The ISO/IEC 9075:2016 standard (SQL:2016) defines a feature called nested window functions. This feature allows you to nest two kinds of window functions as an argument of a window aggregate function. The idea is to allow you to refer to either a row number, or to a value of an expression, at strategic markers in windowing elements. The markers give you access to the first or last row in the partition, the first or last row in the frame, the current outer row, and the current frame row. This idea is very powerful, enabling you to apply filtering and other kinds of manipulations within your window function that are sometimes difficult to achieve otherwise. You can also use nested window functions to easily emulate other features, like RANGE-based frames. This feature is currently not available in T-SQL. I posted a suggestion to improve SQL Server by adding support for nested window functions. Make sure to add your vote if you feel that this feature could be beneficial to you.

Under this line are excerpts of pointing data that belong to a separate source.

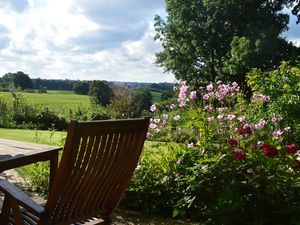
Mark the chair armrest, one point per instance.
(15, 194)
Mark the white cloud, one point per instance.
(79, 39)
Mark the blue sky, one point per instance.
(86, 40)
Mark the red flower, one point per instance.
(268, 150)
(291, 148)
(232, 142)
(244, 130)
(239, 154)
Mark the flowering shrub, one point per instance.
(237, 166)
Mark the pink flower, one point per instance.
(152, 125)
(179, 161)
(269, 150)
(177, 117)
(208, 108)
(193, 95)
(221, 116)
(153, 108)
(230, 116)
(239, 154)
(190, 145)
(261, 97)
(182, 103)
(232, 142)
(156, 121)
(209, 87)
(244, 130)
(206, 97)
(172, 106)
(274, 119)
(165, 116)
(221, 109)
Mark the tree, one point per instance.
(141, 100)
(100, 92)
(19, 79)
(120, 106)
(81, 87)
(209, 40)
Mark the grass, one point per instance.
(57, 138)
(54, 99)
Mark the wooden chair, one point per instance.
(98, 160)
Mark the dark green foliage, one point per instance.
(167, 95)
(100, 92)
(53, 84)
(81, 87)
(141, 101)
(209, 40)
(283, 87)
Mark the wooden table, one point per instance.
(14, 154)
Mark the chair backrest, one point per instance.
(98, 160)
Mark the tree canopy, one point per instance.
(18, 79)
(208, 40)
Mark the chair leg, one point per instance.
(4, 217)
(106, 221)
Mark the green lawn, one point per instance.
(54, 99)
(156, 96)
(37, 136)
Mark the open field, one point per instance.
(121, 217)
(54, 99)
(156, 96)
(37, 136)
(58, 99)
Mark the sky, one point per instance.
(85, 40)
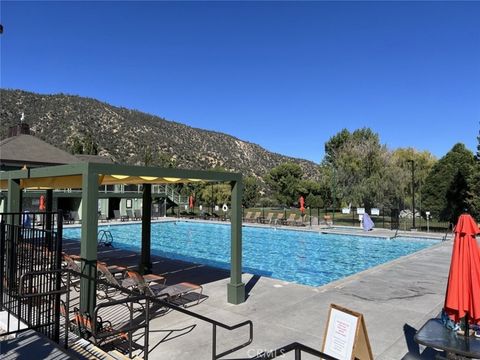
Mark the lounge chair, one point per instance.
(248, 217)
(257, 216)
(302, 221)
(268, 219)
(279, 219)
(75, 217)
(137, 214)
(72, 262)
(172, 293)
(111, 274)
(291, 220)
(130, 214)
(101, 332)
(102, 217)
(117, 216)
(327, 220)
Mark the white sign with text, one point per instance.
(340, 337)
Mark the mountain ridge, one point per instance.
(62, 119)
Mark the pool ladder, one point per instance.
(105, 238)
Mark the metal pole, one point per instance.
(413, 191)
(334, 193)
(236, 289)
(145, 262)
(212, 201)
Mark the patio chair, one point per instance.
(291, 220)
(100, 332)
(313, 221)
(75, 217)
(268, 219)
(137, 214)
(302, 221)
(102, 217)
(278, 219)
(71, 262)
(171, 293)
(130, 215)
(112, 275)
(117, 216)
(257, 216)
(248, 216)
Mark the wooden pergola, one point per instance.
(89, 176)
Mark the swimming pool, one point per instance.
(304, 257)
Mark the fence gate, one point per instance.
(31, 243)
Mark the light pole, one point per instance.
(413, 190)
(334, 193)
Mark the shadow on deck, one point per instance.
(175, 271)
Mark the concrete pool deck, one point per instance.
(396, 299)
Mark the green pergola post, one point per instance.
(88, 245)
(48, 220)
(145, 262)
(14, 201)
(236, 289)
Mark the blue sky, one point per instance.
(284, 75)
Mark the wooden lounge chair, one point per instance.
(172, 293)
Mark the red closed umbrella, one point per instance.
(190, 202)
(41, 205)
(301, 201)
(463, 289)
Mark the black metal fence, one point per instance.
(31, 242)
(386, 218)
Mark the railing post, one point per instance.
(58, 265)
(147, 321)
(298, 354)
(2, 259)
(214, 342)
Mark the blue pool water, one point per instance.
(303, 257)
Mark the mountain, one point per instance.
(130, 136)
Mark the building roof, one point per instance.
(94, 158)
(28, 149)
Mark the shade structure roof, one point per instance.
(30, 149)
(70, 176)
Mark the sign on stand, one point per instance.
(346, 335)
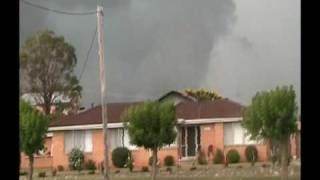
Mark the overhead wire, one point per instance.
(58, 11)
(88, 53)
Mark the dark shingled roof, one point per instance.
(187, 110)
(93, 115)
(220, 108)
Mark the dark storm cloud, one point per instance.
(150, 46)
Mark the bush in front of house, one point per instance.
(23, 173)
(169, 160)
(76, 159)
(60, 168)
(54, 172)
(219, 157)
(120, 156)
(202, 159)
(150, 161)
(42, 174)
(90, 165)
(251, 153)
(130, 164)
(233, 156)
(145, 169)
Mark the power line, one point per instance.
(58, 11)
(88, 53)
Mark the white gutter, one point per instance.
(208, 121)
(120, 125)
(85, 127)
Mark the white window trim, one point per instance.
(85, 127)
(85, 134)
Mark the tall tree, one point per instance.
(33, 128)
(272, 117)
(202, 94)
(151, 125)
(46, 65)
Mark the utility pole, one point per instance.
(103, 87)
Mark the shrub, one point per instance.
(76, 159)
(193, 168)
(91, 172)
(169, 169)
(23, 173)
(219, 157)
(54, 172)
(145, 169)
(210, 150)
(117, 171)
(150, 161)
(120, 156)
(202, 159)
(130, 164)
(169, 160)
(289, 159)
(42, 174)
(251, 153)
(90, 165)
(233, 156)
(60, 168)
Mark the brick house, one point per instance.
(199, 125)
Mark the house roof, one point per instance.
(176, 93)
(93, 115)
(220, 108)
(37, 99)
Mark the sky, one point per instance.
(153, 46)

What nested window functions are not about
At the date of this writing, there’s not much information available out there about the true standard nested window functions. What makes it harder is that I don’t know of any platform that implemented this feature yet. In fact, running a web search for nested window functions returns mostly coverage of and discussions about nesting grouped aggregate functions within windowed aggregate functions. For example, suppose that you want to query the Sales.OrderValues view in the TSQLV5 sample database, and return for each customer and order date, the daily total of the order values, and the running total until the current day. Such a task involves both grouping and windowing. You group the rows by the customer ID and the order date, and apply a running sum on top of the group sum of the order values, like so:
USE TSQLV5; -- http://tsql.solidq.com/SampleDatabases/TSQLV5.zip
SELECT custid, orderdate, SUM(val) AS daytotal,
SUM(SUM(val)) OVER(PARTITION BY custid
ORDER BY orderdate
ROWS UNBOUNDED PRECEDING) AS runningsum
FROM Sales.OrderValues
GROUP BY custid, orderdate;
This query generates the following output, shown here in abbreviated form:
custid orderdate daytotal runningsum ------- ---------- -------- ---------- 1 2018-08-25 814.50 814.50 1 2018-10-03 878.00 1692.50 1 2018-10-13 330.00 2022.50 1 2019-01-15 845.80 2868.30 1 2019-03-16 471.20 3339.50 1 2019-04-09 933.50 4273.00 2 2017-09-18 88.80 88.80 2 2018-08-08 479.75 568.55 2 2018-11-28 320.00 888.55 2 2019-03-04 514.40 1402.95 ...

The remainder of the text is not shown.